Deve-se atentar para a distinção de direito material dos pedidos formulados na ação, conferindo adequação do julgamento tanto aos posicionamentos sedimentados pelo STJ (Tema 936, 955 e 1.021) quanto pelo STF (Tema 190 e 1.166), que tão bem atenderam o corolário constitucional do regime de previdência complementar.

Nesse caso, dever-se-ia julgar pela incompetência da Justiça comum para julgamento do pedido de pagamento de reserva matemática por parte do patrocinador destinado ao plano de benefícios administrado por fundo de pensão, bem como do pedido subsidiário de pagamento de reserva matemática diretamente ao participante na forma de indenização material, na forma das teses fixadas no Tema 190 e 1.166 do STF, sendo irretocável a decisão neste aspecto.

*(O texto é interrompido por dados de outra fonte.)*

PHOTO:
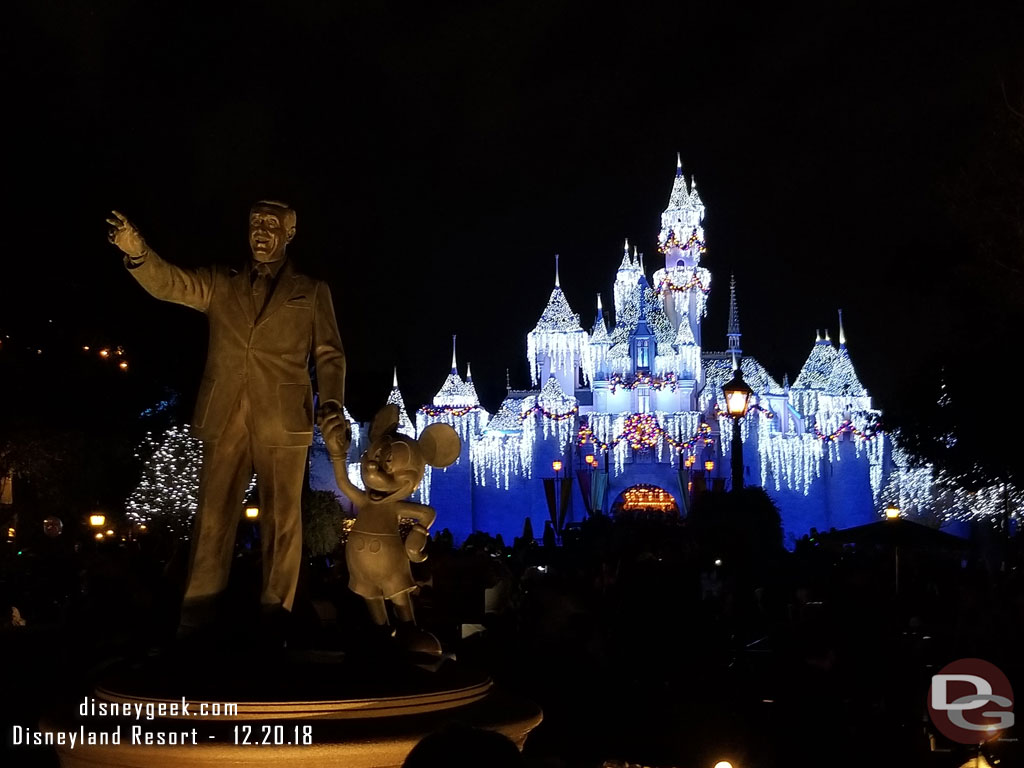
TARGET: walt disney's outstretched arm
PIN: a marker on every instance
(164, 281)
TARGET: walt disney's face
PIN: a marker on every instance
(268, 233)
(391, 468)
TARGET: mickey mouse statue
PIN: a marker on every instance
(377, 557)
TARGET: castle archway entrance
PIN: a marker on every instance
(645, 498)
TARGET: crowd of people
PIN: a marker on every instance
(648, 639)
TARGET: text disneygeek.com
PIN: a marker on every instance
(240, 734)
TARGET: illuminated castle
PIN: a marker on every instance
(632, 412)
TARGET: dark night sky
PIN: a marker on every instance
(439, 156)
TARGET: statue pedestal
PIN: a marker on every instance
(252, 711)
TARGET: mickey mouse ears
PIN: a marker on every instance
(440, 444)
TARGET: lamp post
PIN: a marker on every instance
(557, 466)
(736, 396)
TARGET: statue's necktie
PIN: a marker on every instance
(261, 284)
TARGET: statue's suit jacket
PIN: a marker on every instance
(265, 356)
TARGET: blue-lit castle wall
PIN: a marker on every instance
(644, 397)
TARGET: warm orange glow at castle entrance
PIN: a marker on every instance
(647, 498)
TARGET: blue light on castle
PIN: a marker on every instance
(644, 398)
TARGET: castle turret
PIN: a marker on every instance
(682, 283)
(600, 342)
(558, 345)
(643, 345)
(406, 425)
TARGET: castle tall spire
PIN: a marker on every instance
(684, 214)
(733, 330)
(627, 264)
(406, 425)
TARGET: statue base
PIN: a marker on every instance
(257, 710)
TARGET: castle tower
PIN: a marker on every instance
(626, 281)
(558, 345)
(599, 344)
(406, 425)
(682, 283)
(643, 345)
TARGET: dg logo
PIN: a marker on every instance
(971, 701)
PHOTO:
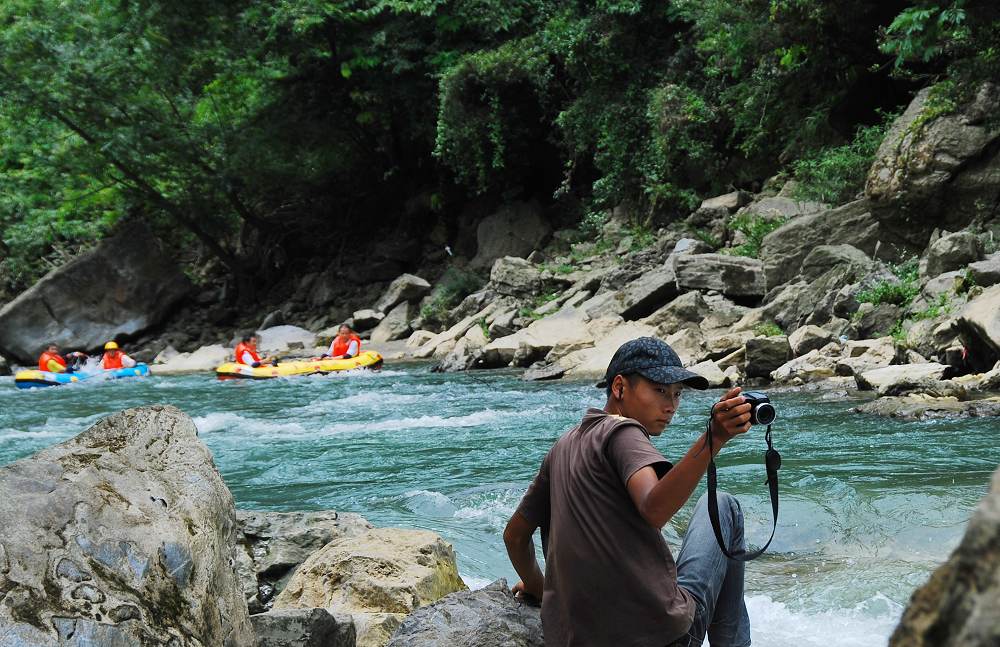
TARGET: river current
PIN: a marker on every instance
(869, 507)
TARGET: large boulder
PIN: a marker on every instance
(987, 271)
(766, 354)
(638, 298)
(888, 378)
(960, 603)
(734, 276)
(378, 577)
(785, 248)
(951, 252)
(515, 230)
(937, 171)
(125, 286)
(271, 545)
(396, 324)
(809, 338)
(123, 535)
(489, 617)
(515, 276)
(978, 325)
(562, 333)
(405, 287)
(303, 628)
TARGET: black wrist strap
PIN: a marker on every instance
(772, 463)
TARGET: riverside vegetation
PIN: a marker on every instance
(781, 202)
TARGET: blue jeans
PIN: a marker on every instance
(715, 581)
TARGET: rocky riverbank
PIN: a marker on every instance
(127, 535)
(750, 289)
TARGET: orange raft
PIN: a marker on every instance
(368, 359)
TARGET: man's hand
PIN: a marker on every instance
(732, 415)
(523, 590)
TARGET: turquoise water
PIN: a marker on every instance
(869, 506)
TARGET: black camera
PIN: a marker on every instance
(761, 410)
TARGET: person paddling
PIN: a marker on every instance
(246, 353)
(115, 358)
(50, 360)
(345, 345)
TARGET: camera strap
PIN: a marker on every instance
(772, 463)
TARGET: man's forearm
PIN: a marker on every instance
(673, 490)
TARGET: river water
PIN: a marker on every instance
(869, 506)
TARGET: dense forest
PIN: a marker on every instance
(262, 137)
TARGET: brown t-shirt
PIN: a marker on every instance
(609, 576)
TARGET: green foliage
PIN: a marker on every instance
(900, 290)
(754, 227)
(453, 286)
(768, 329)
(924, 32)
(835, 175)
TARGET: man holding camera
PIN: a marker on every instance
(601, 497)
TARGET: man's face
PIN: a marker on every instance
(651, 403)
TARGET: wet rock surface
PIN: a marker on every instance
(121, 536)
(489, 617)
(960, 604)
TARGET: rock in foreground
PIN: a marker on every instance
(120, 536)
(490, 617)
(378, 577)
(960, 604)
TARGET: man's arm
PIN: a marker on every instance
(658, 500)
(521, 551)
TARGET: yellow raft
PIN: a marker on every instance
(366, 359)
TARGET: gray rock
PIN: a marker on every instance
(766, 354)
(820, 260)
(950, 253)
(733, 276)
(123, 535)
(987, 271)
(946, 283)
(366, 319)
(125, 286)
(516, 229)
(303, 628)
(515, 276)
(785, 248)
(273, 318)
(959, 603)
(978, 325)
(876, 321)
(395, 325)
(489, 617)
(405, 287)
(541, 371)
(923, 407)
(273, 544)
(809, 338)
(940, 173)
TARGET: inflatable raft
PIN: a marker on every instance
(231, 370)
(36, 379)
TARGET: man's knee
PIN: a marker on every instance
(728, 504)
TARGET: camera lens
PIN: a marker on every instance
(763, 414)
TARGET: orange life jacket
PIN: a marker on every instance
(112, 359)
(244, 347)
(340, 346)
(45, 362)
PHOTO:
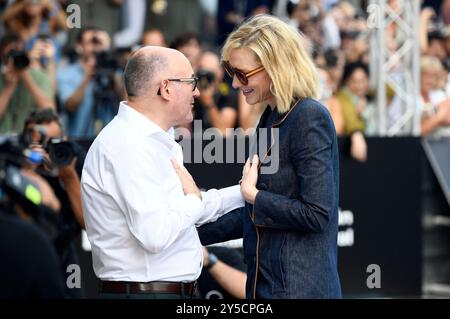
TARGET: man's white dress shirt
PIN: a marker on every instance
(139, 222)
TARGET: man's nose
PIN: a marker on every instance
(196, 93)
(236, 83)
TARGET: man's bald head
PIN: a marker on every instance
(147, 65)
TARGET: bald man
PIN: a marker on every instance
(141, 206)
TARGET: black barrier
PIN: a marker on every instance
(380, 218)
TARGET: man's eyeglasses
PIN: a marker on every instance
(242, 76)
(193, 81)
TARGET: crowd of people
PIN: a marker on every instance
(66, 83)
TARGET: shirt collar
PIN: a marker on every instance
(142, 123)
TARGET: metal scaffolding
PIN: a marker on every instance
(399, 70)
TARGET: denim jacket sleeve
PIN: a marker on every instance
(312, 143)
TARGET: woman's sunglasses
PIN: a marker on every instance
(242, 76)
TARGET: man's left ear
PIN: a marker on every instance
(163, 90)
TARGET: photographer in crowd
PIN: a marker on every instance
(89, 88)
(217, 104)
(29, 267)
(63, 163)
(24, 84)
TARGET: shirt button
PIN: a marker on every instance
(262, 187)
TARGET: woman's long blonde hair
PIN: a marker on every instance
(282, 51)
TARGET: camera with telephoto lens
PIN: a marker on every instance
(20, 59)
(105, 69)
(61, 152)
(205, 78)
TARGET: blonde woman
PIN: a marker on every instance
(290, 220)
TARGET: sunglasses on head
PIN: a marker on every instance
(241, 76)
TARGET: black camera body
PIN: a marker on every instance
(61, 152)
(205, 78)
(20, 59)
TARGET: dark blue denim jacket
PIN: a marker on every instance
(290, 234)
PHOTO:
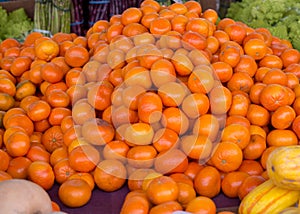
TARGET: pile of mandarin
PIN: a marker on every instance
(171, 101)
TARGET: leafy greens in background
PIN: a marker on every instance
(15, 24)
(281, 17)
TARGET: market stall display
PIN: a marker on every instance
(158, 108)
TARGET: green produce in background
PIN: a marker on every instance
(15, 24)
(281, 17)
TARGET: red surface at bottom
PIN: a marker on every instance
(110, 203)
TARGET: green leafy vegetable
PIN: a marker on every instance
(15, 24)
(281, 17)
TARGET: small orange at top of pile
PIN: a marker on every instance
(169, 100)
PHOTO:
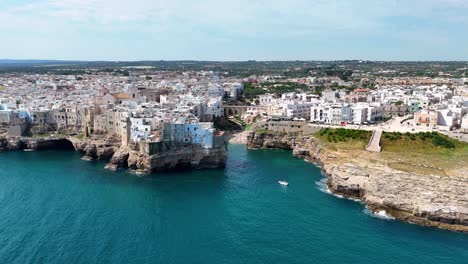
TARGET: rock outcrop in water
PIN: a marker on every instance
(190, 157)
(93, 148)
(109, 149)
(429, 200)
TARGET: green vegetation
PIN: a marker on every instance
(223, 124)
(344, 135)
(263, 131)
(436, 139)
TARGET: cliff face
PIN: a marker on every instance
(108, 149)
(193, 157)
(429, 200)
(93, 149)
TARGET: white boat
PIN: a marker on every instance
(284, 183)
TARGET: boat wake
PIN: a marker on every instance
(381, 214)
(323, 187)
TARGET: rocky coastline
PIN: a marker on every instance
(119, 157)
(429, 200)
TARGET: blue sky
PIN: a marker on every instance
(234, 30)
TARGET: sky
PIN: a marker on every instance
(235, 30)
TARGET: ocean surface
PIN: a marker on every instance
(57, 208)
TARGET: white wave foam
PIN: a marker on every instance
(381, 214)
(323, 187)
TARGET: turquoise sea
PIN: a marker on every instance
(57, 208)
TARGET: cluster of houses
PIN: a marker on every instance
(429, 107)
(181, 107)
(157, 107)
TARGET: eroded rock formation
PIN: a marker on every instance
(429, 200)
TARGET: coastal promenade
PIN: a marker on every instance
(374, 142)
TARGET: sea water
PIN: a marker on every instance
(57, 208)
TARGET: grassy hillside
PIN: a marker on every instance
(423, 153)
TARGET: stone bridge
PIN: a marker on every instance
(374, 143)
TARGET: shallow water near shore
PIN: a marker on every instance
(57, 208)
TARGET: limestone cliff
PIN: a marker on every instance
(191, 157)
(429, 200)
(97, 148)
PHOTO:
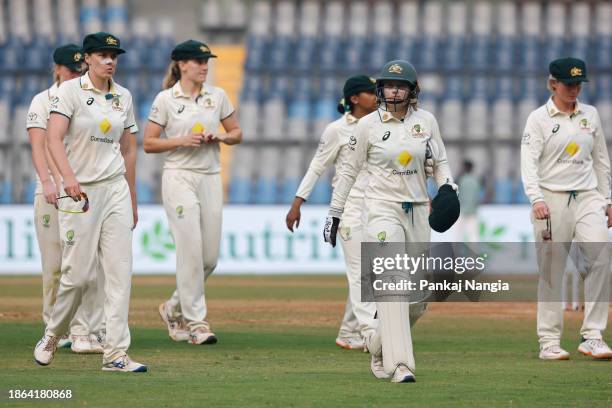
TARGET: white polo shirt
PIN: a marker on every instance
(38, 114)
(97, 122)
(333, 148)
(180, 115)
(564, 152)
(394, 151)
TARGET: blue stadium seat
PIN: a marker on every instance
(240, 191)
(321, 193)
(266, 191)
(6, 192)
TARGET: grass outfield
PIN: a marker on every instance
(277, 349)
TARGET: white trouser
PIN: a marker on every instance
(358, 316)
(393, 336)
(89, 316)
(581, 218)
(103, 234)
(193, 202)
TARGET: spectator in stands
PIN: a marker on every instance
(85, 328)
(91, 140)
(359, 100)
(469, 197)
(188, 113)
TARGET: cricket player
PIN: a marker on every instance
(393, 142)
(85, 328)
(90, 139)
(359, 100)
(188, 113)
(565, 169)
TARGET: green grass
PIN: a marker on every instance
(467, 360)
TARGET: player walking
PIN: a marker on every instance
(565, 169)
(86, 325)
(90, 140)
(393, 142)
(188, 112)
(359, 100)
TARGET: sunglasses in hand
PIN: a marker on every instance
(82, 210)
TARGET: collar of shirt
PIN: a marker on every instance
(387, 116)
(87, 84)
(350, 119)
(552, 109)
(177, 91)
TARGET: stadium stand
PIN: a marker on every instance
(482, 66)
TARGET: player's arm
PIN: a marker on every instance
(325, 156)
(601, 165)
(128, 151)
(441, 169)
(532, 145)
(232, 135)
(37, 138)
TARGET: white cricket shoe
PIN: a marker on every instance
(124, 364)
(176, 330)
(376, 365)
(402, 374)
(554, 352)
(64, 342)
(596, 348)
(202, 335)
(96, 344)
(80, 344)
(350, 343)
(45, 349)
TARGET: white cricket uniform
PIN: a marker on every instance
(358, 316)
(88, 318)
(565, 163)
(394, 151)
(104, 233)
(192, 193)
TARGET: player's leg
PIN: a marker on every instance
(552, 259)
(47, 236)
(182, 207)
(592, 233)
(80, 233)
(116, 262)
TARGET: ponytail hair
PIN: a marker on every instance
(173, 75)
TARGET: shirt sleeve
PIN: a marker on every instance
(532, 145)
(349, 168)
(226, 106)
(159, 111)
(326, 154)
(63, 102)
(130, 118)
(37, 114)
(601, 161)
(442, 173)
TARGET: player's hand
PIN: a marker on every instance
(294, 215)
(429, 164)
(72, 187)
(540, 210)
(330, 230)
(135, 214)
(192, 140)
(214, 138)
(50, 192)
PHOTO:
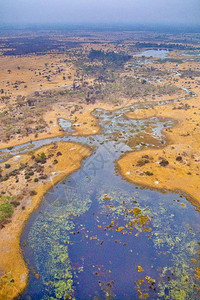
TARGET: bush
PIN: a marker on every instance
(41, 158)
(7, 166)
(164, 162)
(6, 211)
(148, 173)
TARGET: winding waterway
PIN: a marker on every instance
(97, 236)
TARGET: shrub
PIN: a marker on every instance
(148, 173)
(6, 211)
(164, 162)
(41, 158)
(7, 166)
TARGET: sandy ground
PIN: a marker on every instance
(23, 75)
(182, 152)
(13, 270)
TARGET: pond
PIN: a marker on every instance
(97, 236)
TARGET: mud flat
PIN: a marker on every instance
(14, 272)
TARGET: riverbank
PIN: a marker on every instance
(176, 166)
(61, 160)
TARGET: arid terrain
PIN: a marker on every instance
(45, 77)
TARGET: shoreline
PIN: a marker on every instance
(14, 271)
(175, 175)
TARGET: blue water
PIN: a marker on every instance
(94, 232)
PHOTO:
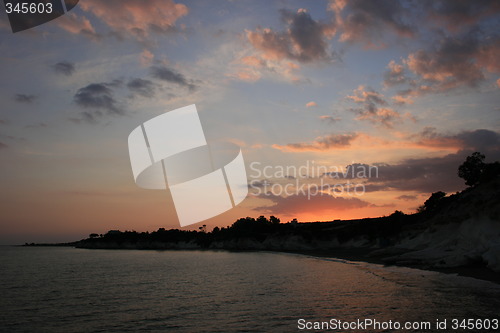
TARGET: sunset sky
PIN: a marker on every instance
(411, 87)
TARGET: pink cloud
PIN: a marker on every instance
(136, 17)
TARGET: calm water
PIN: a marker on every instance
(76, 290)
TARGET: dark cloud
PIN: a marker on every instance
(327, 142)
(330, 119)
(368, 21)
(100, 98)
(142, 87)
(304, 39)
(437, 173)
(374, 107)
(394, 75)
(64, 68)
(458, 14)
(22, 98)
(480, 139)
(38, 125)
(406, 197)
(300, 203)
(454, 61)
(170, 75)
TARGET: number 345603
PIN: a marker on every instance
(28, 8)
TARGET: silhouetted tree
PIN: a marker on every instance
(472, 169)
(274, 220)
(433, 201)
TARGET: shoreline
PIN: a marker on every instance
(476, 271)
(366, 255)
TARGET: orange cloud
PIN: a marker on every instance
(75, 24)
(304, 40)
(136, 17)
(327, 142)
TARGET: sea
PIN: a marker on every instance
(63, 289)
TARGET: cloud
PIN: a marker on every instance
(437, 173)
(146, 58)
(449, 12)
(300, 203)
(142, 87)
(369, 21)
(99, 97)
(64, 68)
(374, 107)
(394, 75)
(137, 18)
(401, 100)
(322, 143)
(251, 68)
(166, 74)
(456, 61)
(330, 119)
(77, 25)
(304, 39)
(406, 197)
(38, 125)
(22, 98)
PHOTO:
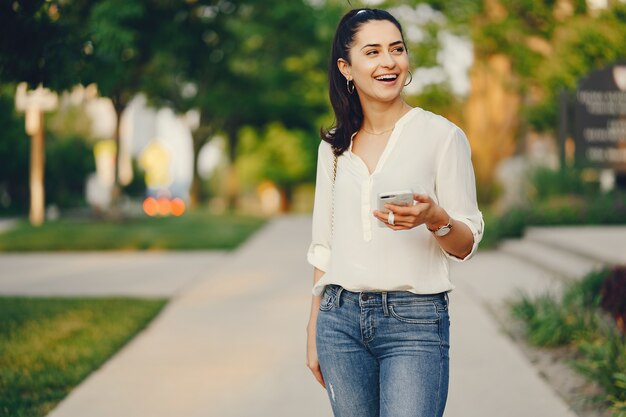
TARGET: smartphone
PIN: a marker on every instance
(399, 198)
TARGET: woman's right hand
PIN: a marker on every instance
(311, 352)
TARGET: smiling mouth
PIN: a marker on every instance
(387, 78)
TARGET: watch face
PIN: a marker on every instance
(443, 231)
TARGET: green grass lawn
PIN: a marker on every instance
(194, 230)
(49, 345)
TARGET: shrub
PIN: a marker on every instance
(577, 319)
(613, 295)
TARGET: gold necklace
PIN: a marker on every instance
(377, 134)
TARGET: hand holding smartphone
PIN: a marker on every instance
(398, 198)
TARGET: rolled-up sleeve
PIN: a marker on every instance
(319, 251)
(455, 187)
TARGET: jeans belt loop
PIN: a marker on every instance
(338, 297)
(385, 308)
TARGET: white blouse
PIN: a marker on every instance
(425, 153)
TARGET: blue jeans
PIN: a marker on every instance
(384, 354)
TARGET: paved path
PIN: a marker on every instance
(151, 274)
(231, 342)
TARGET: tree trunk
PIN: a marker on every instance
(119, 109)
(201, 137)
(232, 184)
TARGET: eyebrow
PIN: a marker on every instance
(377, 45)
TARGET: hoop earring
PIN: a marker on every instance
(411, 79)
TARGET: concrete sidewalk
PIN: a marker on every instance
(232, 344)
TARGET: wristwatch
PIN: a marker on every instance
(443, 230)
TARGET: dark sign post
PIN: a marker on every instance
(600, 119)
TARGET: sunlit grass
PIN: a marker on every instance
(49, 345)
(194, 230)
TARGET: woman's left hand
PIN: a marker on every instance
(423, 211)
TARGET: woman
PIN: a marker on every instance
(378, 333)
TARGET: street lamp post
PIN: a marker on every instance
(34, 103)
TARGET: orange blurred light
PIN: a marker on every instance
(178, 207)
(165, 206)
(150, 206)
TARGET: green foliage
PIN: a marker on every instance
(582, 45)
(558, 198)
(576, 319)
(52, 51)
(193, 230)
(49, 345)
(274, 153)
(547, 183)
(69, 160)
(607, 208)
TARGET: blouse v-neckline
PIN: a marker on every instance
(393, 138)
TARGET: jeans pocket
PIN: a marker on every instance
(328, 300)
(415, 313)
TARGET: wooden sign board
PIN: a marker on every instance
(600, 119)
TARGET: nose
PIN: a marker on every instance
(388, 60)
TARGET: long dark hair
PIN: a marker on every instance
(347, 107)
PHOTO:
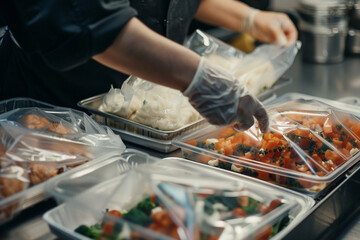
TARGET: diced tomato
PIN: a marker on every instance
(274, 204)
(115, 213)
(108, 228)
(263, 175)
(227, 132)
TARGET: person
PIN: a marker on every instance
(63, 51)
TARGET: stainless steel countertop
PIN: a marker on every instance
(331, 81)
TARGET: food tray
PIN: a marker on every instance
(149, 137)
(268, 168)
(36, 193)
(65, 218)
(92, 104)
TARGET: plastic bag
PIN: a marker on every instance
(178, 201)
(38, 144)
(150, 104)
(258, 70)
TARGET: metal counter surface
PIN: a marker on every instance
(331, 81)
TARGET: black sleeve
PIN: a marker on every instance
(66, 33)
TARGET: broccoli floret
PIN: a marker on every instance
(146, 206)
(91, 232)
(137, 216)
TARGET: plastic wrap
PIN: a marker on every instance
(309, 145)
(150, 104)
(173, 200)
(38, 144)
(258, 70)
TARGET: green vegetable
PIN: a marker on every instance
(90, 232)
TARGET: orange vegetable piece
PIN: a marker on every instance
(239, 212)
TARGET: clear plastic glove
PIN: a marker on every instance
(270, 27)
(222, 100)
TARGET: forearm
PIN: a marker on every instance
(139, 51)
(225, 13)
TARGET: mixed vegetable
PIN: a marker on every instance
(312, 143)
(151, 214)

Consequentemente, em razão da falta de aporte de reserva matemática para o plano de benefícios, dever-se-ia aplicar as teses fixadas no Tema 955 e Tema 1.021, julgando improcedente o pedido de revisão de renda inicial de benefício por parte do fundo de pensão, evidenciando a perda de oportunidade por parte do STJ para consolidação de seu posicionamento sobre o assunto.

É compreensível o desafio do julgador quando defronte com diversos casos apresentados perante o Poder Judiciário, dificultando a aplicação de direito em tese por parte dos tribunais no sistema de recursos repetitivos, sendo importante pontuar a admiração pelo trabalho tão bem desenvolvido nesse complexo sistema de direitos e obrigações que traz a previdência privada.

É nesse mote que devemos sempre buscar a prestação jurisdicional em sua integralidade, o que faltou no caso em análise, devido a supressão de julgamento de mérito do pedido de revisão de aposentadoria complementar, sendo esperado o amadurecimento da jurisprudência do STJ nas próximas oportunidades.